Siamo qui, per il battesimo di Thomas celebrare
(ma forse qualcuno é venuto solo per dopo mangiare).
Amici dei genitori e parenti intorno si sono raccolti,
e tutti a guardar lui sono rivolti.
Certamente, in questo tempo è cresciuto:
faccino tondo e sguardo sperduto.
Perché quando apre i suoi “fanali”,
abbaglia pure i suoi fratelli animali.
Le dita si sono un poco allungate;
la ciccia intorno alla carne subito notate.

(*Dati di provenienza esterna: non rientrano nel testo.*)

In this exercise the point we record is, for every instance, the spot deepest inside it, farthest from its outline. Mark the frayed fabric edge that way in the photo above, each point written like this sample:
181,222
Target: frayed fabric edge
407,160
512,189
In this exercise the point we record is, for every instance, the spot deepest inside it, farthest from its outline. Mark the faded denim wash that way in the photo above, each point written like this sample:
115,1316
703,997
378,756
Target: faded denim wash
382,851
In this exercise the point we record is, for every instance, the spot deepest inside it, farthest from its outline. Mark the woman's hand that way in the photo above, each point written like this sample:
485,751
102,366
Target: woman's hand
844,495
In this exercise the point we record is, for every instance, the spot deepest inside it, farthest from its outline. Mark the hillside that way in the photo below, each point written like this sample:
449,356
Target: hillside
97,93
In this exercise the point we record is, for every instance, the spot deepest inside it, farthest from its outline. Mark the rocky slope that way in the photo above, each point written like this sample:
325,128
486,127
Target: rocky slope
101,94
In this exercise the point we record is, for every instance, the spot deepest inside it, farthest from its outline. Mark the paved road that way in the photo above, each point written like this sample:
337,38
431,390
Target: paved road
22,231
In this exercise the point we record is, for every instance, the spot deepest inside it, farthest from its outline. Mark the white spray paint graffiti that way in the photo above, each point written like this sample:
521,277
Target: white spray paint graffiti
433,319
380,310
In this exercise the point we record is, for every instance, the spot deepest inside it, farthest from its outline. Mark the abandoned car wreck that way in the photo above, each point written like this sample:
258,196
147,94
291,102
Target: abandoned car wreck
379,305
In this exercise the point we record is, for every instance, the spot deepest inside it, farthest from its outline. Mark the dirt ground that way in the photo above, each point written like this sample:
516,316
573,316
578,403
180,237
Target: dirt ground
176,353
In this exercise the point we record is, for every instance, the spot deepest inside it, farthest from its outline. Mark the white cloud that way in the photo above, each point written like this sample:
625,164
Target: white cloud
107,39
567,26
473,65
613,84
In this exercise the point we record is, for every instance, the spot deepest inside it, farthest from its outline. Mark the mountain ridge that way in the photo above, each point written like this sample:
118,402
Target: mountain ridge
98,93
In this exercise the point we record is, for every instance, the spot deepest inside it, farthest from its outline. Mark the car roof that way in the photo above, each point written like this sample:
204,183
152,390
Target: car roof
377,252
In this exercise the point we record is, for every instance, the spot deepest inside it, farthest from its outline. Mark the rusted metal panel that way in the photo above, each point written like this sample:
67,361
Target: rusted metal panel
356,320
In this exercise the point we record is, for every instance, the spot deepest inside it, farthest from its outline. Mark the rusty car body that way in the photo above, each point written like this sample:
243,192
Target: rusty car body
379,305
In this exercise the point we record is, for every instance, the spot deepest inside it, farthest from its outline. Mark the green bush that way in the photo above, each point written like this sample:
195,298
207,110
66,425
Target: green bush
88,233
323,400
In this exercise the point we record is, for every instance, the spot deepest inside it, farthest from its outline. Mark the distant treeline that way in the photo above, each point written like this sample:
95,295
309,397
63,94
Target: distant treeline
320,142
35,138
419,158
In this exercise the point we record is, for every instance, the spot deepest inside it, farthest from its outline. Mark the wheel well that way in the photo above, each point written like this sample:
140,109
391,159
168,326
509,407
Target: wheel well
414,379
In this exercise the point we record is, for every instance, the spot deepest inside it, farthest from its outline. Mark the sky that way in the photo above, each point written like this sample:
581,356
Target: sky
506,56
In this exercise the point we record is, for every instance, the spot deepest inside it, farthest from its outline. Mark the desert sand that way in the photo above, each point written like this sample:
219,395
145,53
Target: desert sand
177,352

Ogni giorno lui è vestito, poverino,
secondo la mamma come si sveglia il mattino.
Ma ogni foto che lei ci manda,
in visibilio porta chi sempre gliela domanda.
E tutte le abbiamo in una cartella ben raccolte,
dopo averle salvate tutte le volte.
Di pannolini ne consuma tanti,
come del resto tutti gli infanti.
Un tipo per la cacca, uno per la pipì;
non avete inteso male, è proprio così!
Braccia e gambe muove come un mulino.
Che abbia la stessa frenesia di suo cugino?
E’ nel periodo adesso che si mette a masticare
ogni cosa che intorno riesce a trovare.
Piccoli urletti inizia a fare,
e grandi sorrisi a tutti regalare.
Oggi qui gli faranno la festa,
nel senso che un poco gli si bagnerà la testa.
Poi i genitori e tutti noi insieme,
si tornerà a casa, perché il tempo preme.
E lì faremo un piccolo (o meno) rinfresco,
con la roba che troveremo sopra il desco.
E da ora in poi, e con tutto il cuore,
io e mia moglie di esserne i padrini avremo l’onore.
Promettiamo quindi che sempre gli saremo vicino,
con anche il cuginetto (e il suo… pancino).